本当はエリではなくヤマザキと1日共に過ごすことになっていたのだ。
そんな事を誠一は知らない。
私はこの時も全くと言って良い程、罪悪感などを感じてはいなかった。
誠一に求めても得られないのであれば、他の人から得ればそれで良いではないか。
そんなことを思い感じていたのだった。
私は自分勝手だろうか。
自己中心的だろうか。
時々、それで悩む時があったが罪悪感はなかった。
この年の2月14日はとても良い天気だった。
確か、平日だったと思う。
そんな、平日の日にヤマザキはホテルの予約を取り、有給を取ってくれていたのだ。
この日もモスグリーンのニットワンピースを着て、キャメルのコートを羽織って出かけた。

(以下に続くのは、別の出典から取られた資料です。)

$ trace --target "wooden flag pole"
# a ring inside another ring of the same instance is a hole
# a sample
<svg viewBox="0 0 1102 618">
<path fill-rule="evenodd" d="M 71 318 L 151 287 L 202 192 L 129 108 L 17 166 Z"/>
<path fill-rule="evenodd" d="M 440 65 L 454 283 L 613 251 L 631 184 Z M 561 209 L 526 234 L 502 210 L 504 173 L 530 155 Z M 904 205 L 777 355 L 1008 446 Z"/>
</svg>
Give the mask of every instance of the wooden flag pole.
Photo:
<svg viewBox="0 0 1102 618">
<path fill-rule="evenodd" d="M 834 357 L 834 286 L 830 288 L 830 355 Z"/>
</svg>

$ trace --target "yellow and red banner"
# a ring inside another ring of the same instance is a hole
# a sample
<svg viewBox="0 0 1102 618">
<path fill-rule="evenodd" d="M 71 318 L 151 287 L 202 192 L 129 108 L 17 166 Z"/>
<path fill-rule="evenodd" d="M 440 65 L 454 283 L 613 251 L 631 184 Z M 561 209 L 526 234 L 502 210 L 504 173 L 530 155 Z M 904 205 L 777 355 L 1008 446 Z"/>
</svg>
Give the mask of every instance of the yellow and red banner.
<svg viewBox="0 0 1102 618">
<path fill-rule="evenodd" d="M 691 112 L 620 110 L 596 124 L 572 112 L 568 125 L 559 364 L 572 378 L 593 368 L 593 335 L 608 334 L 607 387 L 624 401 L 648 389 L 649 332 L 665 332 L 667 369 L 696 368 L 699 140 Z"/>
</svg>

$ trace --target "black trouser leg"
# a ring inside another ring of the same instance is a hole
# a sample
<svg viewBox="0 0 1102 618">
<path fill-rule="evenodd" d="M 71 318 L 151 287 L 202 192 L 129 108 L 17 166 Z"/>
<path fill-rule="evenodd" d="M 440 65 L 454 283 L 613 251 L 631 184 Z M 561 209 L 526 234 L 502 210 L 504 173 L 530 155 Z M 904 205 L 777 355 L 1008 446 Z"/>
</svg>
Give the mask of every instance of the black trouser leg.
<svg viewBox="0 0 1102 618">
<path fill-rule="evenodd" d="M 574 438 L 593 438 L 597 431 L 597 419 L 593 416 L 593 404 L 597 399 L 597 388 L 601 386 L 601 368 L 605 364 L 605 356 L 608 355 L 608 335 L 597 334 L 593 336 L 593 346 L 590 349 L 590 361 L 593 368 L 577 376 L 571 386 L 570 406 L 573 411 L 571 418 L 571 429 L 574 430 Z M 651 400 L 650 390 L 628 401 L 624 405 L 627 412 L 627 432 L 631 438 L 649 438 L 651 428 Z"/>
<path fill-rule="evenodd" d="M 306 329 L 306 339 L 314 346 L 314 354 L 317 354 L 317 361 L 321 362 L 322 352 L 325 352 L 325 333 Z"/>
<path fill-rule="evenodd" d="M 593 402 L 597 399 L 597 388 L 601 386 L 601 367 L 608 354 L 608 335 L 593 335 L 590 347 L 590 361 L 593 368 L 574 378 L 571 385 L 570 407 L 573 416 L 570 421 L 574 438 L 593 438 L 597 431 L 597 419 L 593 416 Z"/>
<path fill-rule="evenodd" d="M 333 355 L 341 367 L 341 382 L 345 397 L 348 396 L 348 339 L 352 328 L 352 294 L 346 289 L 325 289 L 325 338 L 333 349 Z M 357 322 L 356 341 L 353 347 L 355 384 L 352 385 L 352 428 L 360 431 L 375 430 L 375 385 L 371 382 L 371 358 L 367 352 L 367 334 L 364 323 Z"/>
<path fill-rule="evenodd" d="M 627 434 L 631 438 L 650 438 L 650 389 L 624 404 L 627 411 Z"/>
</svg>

スタージュエリーの前に行くとすでにヤマザキが待っていてくれた。
私はヤマザキの姿を見ると軽く手を振って見せた。
すると、彼も軽く手を振ってくれた。
「お疲れ。待たせたかな?」
「いや、今僕も来たところだから大丈夫だよ…」
「なら、良かった…」
私たちはまるで恋人同士の様に見えたに違いなかった。
ヤマザキはいきなり私の手を取ると、その手を引っ張りスタージュエリーの真向かいにあるショップへと連れて行った。
そのショップは若い女性が好むような服を沢山揃えてある店だった。